SWITZERLAND — The World Health Organization (WHO) has taken a significant step in combating low back pain, a condition afflicting an estimated 619 million people worldwide, with its release of pioneering guidelines.

Crafted to elevate the quality of care for millions affected, the guidelines present healthcare professionals with a repertoire of non-surgical treatments tailored for primary and community care settings.

Notably, the guidelines caution against certain treatments, including lumbar braces, traction-based therapies, and opioid painkillers.

As the global population ages, the prevalence of low back pain is anticipated to surge, reaching an estimated 843 million individuals by 2050.

Currently contributing to 8.1% of years lived with disability globally, low back pain has been identified by WHO as the leading cause of disability worldwide.

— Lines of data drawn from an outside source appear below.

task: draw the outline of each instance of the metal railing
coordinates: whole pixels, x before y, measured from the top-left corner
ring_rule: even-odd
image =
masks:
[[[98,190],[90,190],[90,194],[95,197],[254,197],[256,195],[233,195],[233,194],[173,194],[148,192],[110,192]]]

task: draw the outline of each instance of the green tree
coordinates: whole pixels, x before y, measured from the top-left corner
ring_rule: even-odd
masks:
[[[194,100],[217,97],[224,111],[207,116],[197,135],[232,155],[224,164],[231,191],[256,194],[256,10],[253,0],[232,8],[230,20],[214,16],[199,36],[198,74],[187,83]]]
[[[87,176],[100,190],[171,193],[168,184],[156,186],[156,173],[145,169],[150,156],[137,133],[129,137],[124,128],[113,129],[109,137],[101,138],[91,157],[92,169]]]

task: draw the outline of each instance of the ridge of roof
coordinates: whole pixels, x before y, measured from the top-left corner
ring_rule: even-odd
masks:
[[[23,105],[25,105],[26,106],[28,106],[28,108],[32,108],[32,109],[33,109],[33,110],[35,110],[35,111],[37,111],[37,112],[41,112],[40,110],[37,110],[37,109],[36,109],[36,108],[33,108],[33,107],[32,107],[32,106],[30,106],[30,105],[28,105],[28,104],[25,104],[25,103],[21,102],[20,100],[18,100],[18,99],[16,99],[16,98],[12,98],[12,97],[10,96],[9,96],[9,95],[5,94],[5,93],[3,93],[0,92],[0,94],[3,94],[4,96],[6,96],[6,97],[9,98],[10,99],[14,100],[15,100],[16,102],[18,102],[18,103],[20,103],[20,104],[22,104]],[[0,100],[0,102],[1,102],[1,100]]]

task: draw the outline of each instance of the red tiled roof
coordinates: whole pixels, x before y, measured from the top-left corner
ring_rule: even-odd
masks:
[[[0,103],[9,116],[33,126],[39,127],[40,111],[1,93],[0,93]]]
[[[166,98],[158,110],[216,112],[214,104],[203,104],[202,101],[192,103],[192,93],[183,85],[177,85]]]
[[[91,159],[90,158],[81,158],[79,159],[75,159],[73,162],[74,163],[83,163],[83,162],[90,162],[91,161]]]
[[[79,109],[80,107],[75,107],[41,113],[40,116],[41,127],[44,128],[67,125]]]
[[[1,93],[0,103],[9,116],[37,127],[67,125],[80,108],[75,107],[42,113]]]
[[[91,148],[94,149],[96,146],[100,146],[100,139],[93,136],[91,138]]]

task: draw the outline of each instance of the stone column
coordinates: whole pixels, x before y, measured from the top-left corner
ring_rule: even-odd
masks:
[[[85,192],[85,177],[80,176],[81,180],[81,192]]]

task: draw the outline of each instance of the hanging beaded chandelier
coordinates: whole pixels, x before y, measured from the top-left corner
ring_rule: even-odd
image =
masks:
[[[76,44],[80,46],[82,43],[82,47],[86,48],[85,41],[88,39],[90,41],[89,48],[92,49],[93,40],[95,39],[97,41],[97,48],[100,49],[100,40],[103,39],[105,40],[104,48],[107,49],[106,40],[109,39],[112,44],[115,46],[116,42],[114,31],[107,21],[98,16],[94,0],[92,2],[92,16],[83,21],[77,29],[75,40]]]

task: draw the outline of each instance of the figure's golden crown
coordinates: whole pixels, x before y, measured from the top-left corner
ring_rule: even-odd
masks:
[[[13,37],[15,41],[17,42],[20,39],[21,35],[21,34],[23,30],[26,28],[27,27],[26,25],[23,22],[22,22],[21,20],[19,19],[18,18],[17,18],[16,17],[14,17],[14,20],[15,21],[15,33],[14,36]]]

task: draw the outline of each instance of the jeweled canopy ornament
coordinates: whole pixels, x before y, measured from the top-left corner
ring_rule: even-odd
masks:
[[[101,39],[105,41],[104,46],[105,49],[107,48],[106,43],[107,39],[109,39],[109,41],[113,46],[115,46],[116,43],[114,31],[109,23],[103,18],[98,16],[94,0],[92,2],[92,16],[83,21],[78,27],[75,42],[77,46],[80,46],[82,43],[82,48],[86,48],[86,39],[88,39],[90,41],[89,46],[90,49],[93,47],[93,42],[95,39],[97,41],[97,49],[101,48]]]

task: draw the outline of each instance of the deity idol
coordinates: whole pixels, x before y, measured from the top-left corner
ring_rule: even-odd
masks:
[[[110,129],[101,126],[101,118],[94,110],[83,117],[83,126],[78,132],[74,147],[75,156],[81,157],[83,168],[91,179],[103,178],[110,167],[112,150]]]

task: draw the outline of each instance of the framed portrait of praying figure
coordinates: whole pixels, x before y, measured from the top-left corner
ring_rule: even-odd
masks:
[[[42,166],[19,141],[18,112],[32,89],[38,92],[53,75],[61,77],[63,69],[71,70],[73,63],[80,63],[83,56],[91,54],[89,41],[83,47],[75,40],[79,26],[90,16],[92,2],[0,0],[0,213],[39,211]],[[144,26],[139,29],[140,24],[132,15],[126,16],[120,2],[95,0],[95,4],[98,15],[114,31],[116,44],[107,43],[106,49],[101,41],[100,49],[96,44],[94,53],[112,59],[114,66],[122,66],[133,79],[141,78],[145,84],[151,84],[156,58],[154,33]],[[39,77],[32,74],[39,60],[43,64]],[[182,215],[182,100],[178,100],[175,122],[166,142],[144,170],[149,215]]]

Dr. Bruce Aylward, WHO’s Assistant Director-General for Universal Health Coverage and Life Course, underscores the imperative nature of addressing low back pain to achieve universal health coverage.

Chronic low back pain, affecting nine out of ten cases, significantly impacts patients’ ability to work and engage in family and social life, leading to broader economic and mental health consequences.

The guidelines prioritize mental health care as a crucial element in treating these conditions, recognizing the profound impact on individuals and society.

At the national level, chronic low back pain poses substantial economic repercussions, forcing individuals out of the workforce and straining health systems.

The annual global costs associated with this condition exceed US$50 billion, potentially reaching up to US$100 billion, with a disproportionate impact on low- and middle-income countries (LMICs), where heavy labor constitutes the majority of employment.

The multifaceted approach outlined in the WHO guidelines includes patient education in self-care techniques, structured exercise programs, spinal manipulative therapy, and massage.

Simultaneously, the guidelines caution against certain treatments such as traction and therapeutic ultrasound.

WHO officials stress the adaptability of the guidelines to local clinical practices as essential for effective implementation.

Recognizing chronic low back pain as a national health priority is emphasized by WHO as a crucial step for optimizing healthcare management in this critical area – a step yet to be taken by many countries.

“Addressing chronic low back pain requires an integrated, person-centered approach,” highlights Banerjee. “This means considering each person’s unique situation and the factors that might influence their pain experience.”